ABD’nin Ortadoğu’ya yönelik üç siyasi hedefi olduğu bilinmektedir. Bunların başında, İran’ın Suriye ve diğer Ortadoğu ülkelerindeki etkisinin kırılması gelmektedir. İkinci hedefin, Rusya’nın Ortadoğu’da Sovyetler Birliği’ne benzer bir güç elde etmesinin önüne geçmek olduğu ileri sürülebilir. ABD’nin, Rusya’nın Baltık Bölgesi’nden Basra Körfezi’ne kadar uzanan hat boyunca yeni bir jeopolitik denklem kurmasından endişe duyduğu bilinen bir realitedir.

Son olarak üçüncüsü, Beyaz Saray’ın Filistin meselesini Başkan Donald Trump’ın “Yüzyılın Planı” adını verdiği “Ortadoğu Barış Planı” yoluyla çözüme kavuşturma girişimidir. Bölge ülkelerinden Ürdün, Katar, Kuveyt ve Türkiye,  bu plana karşı çıkarken, Suudi Arabistan, Birleşik Arap Emirlikleri ve Mısır’ın plana sıcak yaklaştığı görülmektedir.
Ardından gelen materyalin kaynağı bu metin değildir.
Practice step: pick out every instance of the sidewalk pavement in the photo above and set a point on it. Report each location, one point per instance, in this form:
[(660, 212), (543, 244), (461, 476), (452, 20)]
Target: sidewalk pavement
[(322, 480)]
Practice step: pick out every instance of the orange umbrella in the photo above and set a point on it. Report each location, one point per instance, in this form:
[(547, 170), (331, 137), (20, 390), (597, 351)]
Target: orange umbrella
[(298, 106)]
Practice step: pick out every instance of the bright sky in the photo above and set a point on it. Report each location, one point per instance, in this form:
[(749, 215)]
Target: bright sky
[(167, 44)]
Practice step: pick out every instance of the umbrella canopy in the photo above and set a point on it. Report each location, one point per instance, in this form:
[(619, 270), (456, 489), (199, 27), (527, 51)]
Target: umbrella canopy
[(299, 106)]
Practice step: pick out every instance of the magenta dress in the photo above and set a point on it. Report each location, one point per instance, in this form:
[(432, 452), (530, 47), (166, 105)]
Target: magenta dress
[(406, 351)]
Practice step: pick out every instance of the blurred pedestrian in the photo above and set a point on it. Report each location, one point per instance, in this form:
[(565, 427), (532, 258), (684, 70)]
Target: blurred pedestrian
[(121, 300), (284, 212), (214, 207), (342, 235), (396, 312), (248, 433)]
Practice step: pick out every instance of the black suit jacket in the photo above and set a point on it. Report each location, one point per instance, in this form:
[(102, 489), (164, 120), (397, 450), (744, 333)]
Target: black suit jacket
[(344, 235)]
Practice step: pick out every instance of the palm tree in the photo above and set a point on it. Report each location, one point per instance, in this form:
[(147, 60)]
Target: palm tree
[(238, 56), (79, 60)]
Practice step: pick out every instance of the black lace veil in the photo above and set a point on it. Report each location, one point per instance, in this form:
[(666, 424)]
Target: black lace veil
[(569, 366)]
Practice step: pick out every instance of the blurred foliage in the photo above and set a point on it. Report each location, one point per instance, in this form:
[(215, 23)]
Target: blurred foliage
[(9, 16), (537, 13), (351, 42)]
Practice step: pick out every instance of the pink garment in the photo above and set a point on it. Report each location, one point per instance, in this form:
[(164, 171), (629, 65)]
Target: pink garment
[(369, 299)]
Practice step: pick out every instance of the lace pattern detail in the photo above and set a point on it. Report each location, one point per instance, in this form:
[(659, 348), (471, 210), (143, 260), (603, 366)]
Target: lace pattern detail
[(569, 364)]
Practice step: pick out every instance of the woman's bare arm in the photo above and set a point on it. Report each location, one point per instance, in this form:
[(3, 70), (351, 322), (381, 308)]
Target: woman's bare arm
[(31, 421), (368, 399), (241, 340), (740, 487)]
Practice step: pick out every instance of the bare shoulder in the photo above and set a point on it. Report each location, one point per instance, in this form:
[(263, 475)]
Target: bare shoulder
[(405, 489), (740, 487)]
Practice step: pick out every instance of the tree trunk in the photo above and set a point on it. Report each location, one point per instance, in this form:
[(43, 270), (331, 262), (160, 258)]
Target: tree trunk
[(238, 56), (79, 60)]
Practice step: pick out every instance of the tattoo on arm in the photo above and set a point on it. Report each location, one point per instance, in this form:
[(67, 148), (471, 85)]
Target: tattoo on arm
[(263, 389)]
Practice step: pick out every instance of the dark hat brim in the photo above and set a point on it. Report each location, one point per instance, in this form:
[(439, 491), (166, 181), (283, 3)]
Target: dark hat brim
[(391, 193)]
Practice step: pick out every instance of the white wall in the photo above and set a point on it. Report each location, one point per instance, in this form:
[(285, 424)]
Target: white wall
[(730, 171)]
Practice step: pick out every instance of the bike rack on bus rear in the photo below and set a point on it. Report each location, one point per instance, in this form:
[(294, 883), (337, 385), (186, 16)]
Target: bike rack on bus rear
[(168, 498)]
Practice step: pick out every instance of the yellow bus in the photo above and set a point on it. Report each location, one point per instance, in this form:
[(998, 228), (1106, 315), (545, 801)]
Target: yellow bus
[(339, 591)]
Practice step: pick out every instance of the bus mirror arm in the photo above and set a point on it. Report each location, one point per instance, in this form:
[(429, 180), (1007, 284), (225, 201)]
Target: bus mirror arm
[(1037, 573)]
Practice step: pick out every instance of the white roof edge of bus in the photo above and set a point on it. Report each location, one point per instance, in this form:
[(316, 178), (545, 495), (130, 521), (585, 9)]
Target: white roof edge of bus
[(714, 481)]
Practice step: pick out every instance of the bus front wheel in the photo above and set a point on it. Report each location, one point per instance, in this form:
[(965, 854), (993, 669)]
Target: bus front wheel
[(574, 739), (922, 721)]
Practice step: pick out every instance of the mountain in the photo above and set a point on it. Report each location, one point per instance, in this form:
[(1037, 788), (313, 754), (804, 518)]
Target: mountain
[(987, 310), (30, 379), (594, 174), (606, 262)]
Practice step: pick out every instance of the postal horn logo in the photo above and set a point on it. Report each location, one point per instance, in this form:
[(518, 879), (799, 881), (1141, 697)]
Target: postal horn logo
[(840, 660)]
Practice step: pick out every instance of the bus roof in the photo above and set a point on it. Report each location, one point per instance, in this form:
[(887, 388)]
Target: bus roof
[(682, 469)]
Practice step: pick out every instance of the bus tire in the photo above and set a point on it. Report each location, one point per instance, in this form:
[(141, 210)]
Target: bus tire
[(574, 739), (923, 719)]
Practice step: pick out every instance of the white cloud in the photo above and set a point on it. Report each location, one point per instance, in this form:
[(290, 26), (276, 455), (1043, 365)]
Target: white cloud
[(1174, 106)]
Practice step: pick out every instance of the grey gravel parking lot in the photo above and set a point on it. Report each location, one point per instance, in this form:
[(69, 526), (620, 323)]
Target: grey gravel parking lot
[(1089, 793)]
Dolayısıyla “Doğu Akdeniz Gaz Forumu”, “İbrahim Anlaşması” ve “Ortadoğu Barış Planı” bölgeyi yeniden dizayn etmeyi amaçlayan stratejik bir ajandanın yapıtaşlarıdır. ABD ve İsrail nazarında bölgesel barışın sağlanabilmesi ancak bu üç önemli sacayağının işlevsel hale getirilmesiyle mümkündür. Diğer taraftan, bu üç sürece karşı çıkan ülkeler ise “bölgesel barışı ve istikrarı” “tehdit eden” yeni aktörler şeklinde takdim edilmektedir.

Ancak bunun başarıya ulaşabilmesi için öncelikle bölgesel ölçekte güvenlik planlaması yapan devletlerin tehdit algılarını eşitlemek gerekmektedir. Başka bir ifadeyle, bölgede her devletin kendine göre bir tehdit algılaması vardır ve buna ilişkin ciddi ayrışmaları bir çırpıda ortadan kaldırmak kolay bir iş değildir. Güncel Türk dış politikasını da söz konusu bu üç siyasi girişim, bölgesel ve küresel tehdit algılamaları kapsamında değerlendirmek gerekiyor.